Le projet a toutefois nécessité un travail acharné pour transformer une grenouillère en parc équestre.
Mission accomplie : la reine Elizabeth II et le prince Charles ont fait une apparition devant une foule monstre en juillet 1976.
La médaille d’argent de Michel Vaillancourt a marqué le Québec. C’était le highlight des jeux pour nous, se souvient Roger Deslauriers.
Tous les jeunes de la région peuvent entrer dans ce manège et compétitionner où les très grands ont compétitionné. C’est extraordinaire, se réjouit-il.

Le parc équestre de Bromont a été construit en 1974 pour recevoir toutes les compétitions équestres des Jeux olympiques de Montréal.
Photo : Radio-Canada / Delphine Belzile
Le sport dans l’ADN de Sherbrooke
Sherbrooke a été la seule ville à l’extérieur de Montréal à présenter plus d’une compétition. Le Palais des sports Léopold-Drolet, la maison du Phœnix de Sherbrooke, avait accueilli les compétitions de handball.
Le cégep a servi de lieu d’entraînement et d’hébergement pour les athlètes.
La ville olympique deviendra un choix inévitable pour la tenue d’événements sportifs d’envergure.
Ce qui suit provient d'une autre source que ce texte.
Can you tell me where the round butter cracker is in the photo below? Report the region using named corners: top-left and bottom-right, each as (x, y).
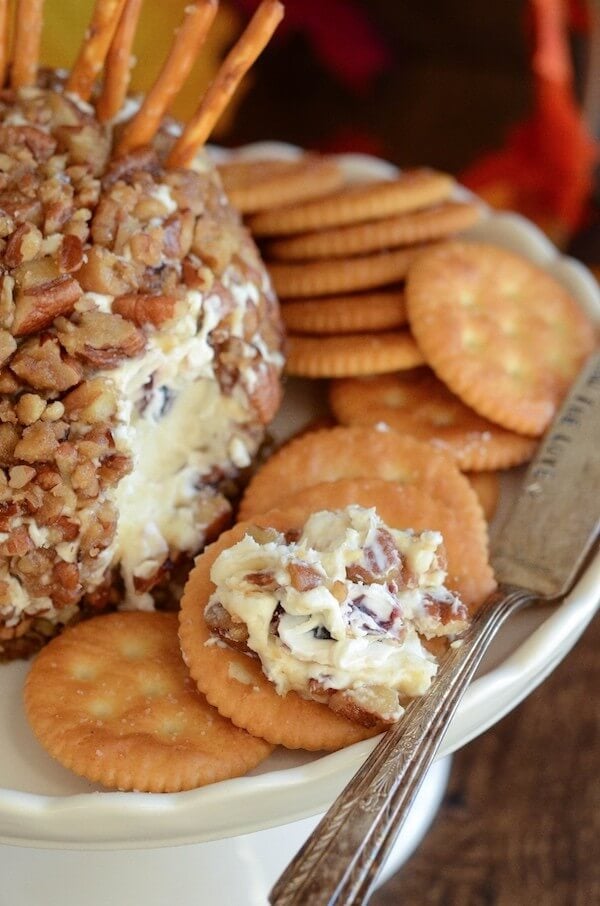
top-left (281, 479), bottom-right (496, 613)
top-left (179, 511), bottom-right (379, 751)
top-left (329, 369), bottom-right (536, 471)
top-left (218, 155), bottom-right (344, 214)
top-left (281, 289), bottom-right (406, 335)
top-left (267, 201), bottom-right (482, 261)
top-left (406, 242), bottom-right (596, 437)
top-left (239, 426), bottom-right (483, 527)
top-left (250, 168), bottom-right (455, 236)
top-left (25, 611), bottom-right (272, 793)
top-left (286, 330), bottom-right (423, 378)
Les Jeux du Québec, les Jeux du Canada et certains mondiaux ont choisi Sherbrooke.
Ce que les Jeux olympiques de Montréal ont amené, c’était l’éveil du sport amateur au Québec.
Sherbrooke a reçu l’année suivante les Jeux du Québec 1977. C’est comme si les gens avaient dit qu’on en veut encore, mentionne Jacques Petit.
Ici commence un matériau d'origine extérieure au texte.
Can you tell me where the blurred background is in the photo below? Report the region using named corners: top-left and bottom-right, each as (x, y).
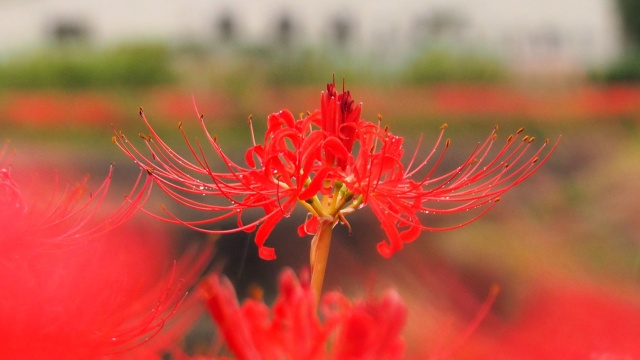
top-left (0, 0), bottom-right (640, 359)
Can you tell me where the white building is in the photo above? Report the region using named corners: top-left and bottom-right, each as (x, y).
top-left (0, 0), bottom-right (621, 71)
Les gens ont appris ce qu'était le sport, ajoute le Sherbrookois Pierre Turgeon.
Le journaliste avait troqué son boulot en 1976 pour intégrer l’équipe des communications au Comité organisateur des Jeux olympiques.

Pierre Turgeon a travaillé pour le comité organisateur des Jeux olympiques de Montréal. Jacques Petit a participé au relais de la flamme olympique, alors jeune athlète amateur.
Photo : Radio-Canada / Delphine Belzile
Cinquante ans plus tard, on m’en parle encore! Oui, je suis très fier d’avoir participé [...] Bravo à nous autres! On l’a fait, dit-il.
Cette réussite continue d'inspirer les jeunes athlètes, 50 ans plus tard.